Umbilical cord blood (UCB) can be collected, and the mononuclear cell fraction contains a rich mix of stem and progenitor cells. Also, umbilical cord (UC) tissue can be collected, stored, and used as a source of cultured mesenchymal stem cells (UC-MSCs) (6).
However allogeneic cell therapy is also at risk of immune reactions such as graft-versus-host disease (GVHD) or clearance of the donor cells by the immune system. Hence, it is important to understand whether allogeneic cell therapy is safe, feasible, and effective in the neonatal period.

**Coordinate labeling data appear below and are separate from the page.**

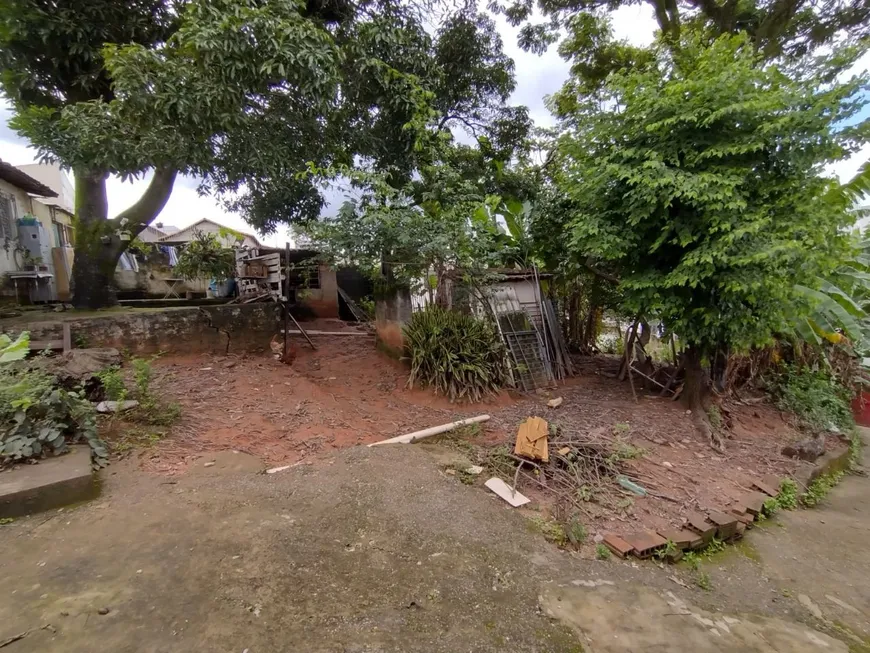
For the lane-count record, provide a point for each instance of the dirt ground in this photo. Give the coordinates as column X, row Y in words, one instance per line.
column 348, row 393
column 376, row 550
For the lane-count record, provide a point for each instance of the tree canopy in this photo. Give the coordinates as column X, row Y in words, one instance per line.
column 697, row 180
column 244, row 94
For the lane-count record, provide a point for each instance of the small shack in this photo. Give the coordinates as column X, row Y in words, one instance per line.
column 260, row 272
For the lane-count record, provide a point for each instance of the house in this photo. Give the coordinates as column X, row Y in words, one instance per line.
column 228, row 237
column 25, row 235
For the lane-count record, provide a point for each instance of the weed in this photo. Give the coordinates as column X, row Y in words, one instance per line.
column 550, row 529
column 819, row 489
column 818, row 399
column 624, row 451
column 715, row 417
column 464, row 477
column 157, row 414
column 113, row 383
column 788, row 494
column 576, row 531
column 855, row 445
column 670, row 550
column 142, row 377
column 621, row 428
column 716, row 546
column 136, row 439
column 499, row 460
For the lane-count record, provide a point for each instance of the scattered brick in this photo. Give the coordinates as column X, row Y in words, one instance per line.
column 738, row 533
column 763, row 486
column 726, row 525
column 698, row 523
column 682, row 538
column 754, row 502
column 744, row 518
column 618, row 545
column 645, row 543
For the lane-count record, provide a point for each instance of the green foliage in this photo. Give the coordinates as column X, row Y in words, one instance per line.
column 575, row 530
column 112, row 381
column 818, row 399
column 38, row 417
column 787, row 497
column 551, row 529
column 205, row 258
column 459, row 355
column 699, row 185
column 16, row 350
column 668, row 551
column 819, row 489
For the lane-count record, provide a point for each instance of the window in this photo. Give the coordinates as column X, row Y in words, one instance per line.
column 304, row 275
column 8, row 215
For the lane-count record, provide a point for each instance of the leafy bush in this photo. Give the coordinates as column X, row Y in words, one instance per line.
column 205, row 257
column 459, row 355
column 37, row 416
column 815, row 397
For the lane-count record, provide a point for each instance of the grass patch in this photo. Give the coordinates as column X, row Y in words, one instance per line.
column 552, row 530
column 819, row 489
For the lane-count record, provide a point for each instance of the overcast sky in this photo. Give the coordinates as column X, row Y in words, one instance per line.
column 537, row 77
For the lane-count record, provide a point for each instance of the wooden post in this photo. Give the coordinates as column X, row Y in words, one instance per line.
column 286, row 296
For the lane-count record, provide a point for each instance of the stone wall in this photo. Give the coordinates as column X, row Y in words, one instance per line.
column 391, row 315
column 172, row 330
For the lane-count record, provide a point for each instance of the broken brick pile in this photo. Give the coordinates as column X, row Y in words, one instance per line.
column 699, row 528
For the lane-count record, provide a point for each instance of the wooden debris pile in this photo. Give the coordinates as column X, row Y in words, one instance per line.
column 575, row 469
column 698, row 529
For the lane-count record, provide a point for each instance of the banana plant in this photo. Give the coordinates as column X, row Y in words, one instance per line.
column 841, row 301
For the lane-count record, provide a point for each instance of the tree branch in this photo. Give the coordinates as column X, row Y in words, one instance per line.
column 148, row 207
column 604, row 275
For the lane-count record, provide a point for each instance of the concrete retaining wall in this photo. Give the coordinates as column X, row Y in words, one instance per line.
column 391, row 315
column 171, row 330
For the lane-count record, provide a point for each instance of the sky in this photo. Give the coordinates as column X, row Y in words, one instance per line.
column 536, row 77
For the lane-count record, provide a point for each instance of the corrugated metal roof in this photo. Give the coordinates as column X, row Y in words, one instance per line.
column 24, row 181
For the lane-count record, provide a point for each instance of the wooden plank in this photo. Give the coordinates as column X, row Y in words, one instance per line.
column 40, row 345
column 67, row 337
column 532, row 439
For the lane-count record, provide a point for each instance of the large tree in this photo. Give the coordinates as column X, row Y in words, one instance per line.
column 242, row 93
column 788, row 29
column 699, row 183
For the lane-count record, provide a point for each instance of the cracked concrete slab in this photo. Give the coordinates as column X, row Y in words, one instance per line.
column 626, row 618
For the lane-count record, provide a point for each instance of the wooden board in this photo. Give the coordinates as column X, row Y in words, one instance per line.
column 532, row 440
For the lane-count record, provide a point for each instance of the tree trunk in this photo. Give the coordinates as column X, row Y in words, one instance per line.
column 97, row 243
column 696, row 396
column 96, row 248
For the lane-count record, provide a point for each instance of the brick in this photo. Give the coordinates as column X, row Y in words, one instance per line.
column 726, row 525
column 772, row 481
column 618, row 545
column 743, row 517
column 697, row 522
column 763, row 486
column 682, row 538
column 738, row 533
column 754, row 502
column 645, row 543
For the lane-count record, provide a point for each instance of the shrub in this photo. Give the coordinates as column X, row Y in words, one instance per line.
column 458, row 355
column 39, row 416
column 817, row 399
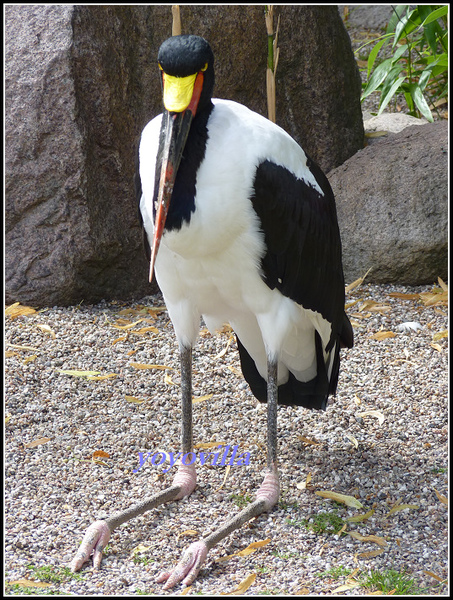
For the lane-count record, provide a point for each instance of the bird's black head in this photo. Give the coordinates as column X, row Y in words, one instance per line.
column 184, row 56
column 187, row 69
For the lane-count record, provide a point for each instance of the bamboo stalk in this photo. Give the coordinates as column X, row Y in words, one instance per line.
column 176, row 27
column 272, row 61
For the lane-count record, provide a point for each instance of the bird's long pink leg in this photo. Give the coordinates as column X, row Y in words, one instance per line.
column 267, row 496
column 98, row 533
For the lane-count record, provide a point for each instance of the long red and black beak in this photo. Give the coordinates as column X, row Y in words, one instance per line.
column 181, row 98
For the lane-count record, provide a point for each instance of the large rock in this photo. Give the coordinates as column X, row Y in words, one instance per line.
column 72, row 231
column 81, row 82
column 392, row 207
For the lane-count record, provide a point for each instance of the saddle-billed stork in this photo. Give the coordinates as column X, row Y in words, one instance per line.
column 240, row 227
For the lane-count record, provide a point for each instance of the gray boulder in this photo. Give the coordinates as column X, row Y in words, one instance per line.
column 80, row 84
column 392, row 207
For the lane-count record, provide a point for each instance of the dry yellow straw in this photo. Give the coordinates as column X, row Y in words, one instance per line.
column 272, row 61
column 176, row 28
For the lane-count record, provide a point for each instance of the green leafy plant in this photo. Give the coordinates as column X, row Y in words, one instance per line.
column 418, row 65
column 320, row 523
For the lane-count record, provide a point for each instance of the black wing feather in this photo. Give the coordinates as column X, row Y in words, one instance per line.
column 303, row 261
column 303, row 246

In a systematic review, evaluated the safety, feasibility, and efficacy of allogeneic cell therapy in 153 term and preterm infants. In addition, it details ongoing or planned studies using allogeneic cell therapy in 1020 infants. Most studies used mesenchymal stem cells (134 of 153 infants) derived from UCB, umbilical cord tissue, and bone marrow. The most common condition was bronchopulmonary dysplasia (113 infants). Nine of the 12 studies reported no serious treatment-related adverse effects and described the treatment as safe and feasible. Other studies reported serious adverse events, such as GVHD in 5 infants, cardiac dysfunction, and transient respiratory distress in 1 infant. Reduction of BPD severity with allogeneic cell therapy was reported in 2 studies (3).
 
Conclusion
Current evidence supports the safety, feasibility, and efficacy of cell therapy in neonates. But, data on short-term and long-term outcomes are very limited. However, the success of these therapies depends on overcoming several challenges, including immune rejection, high costs, Ethical Issues and approval processes.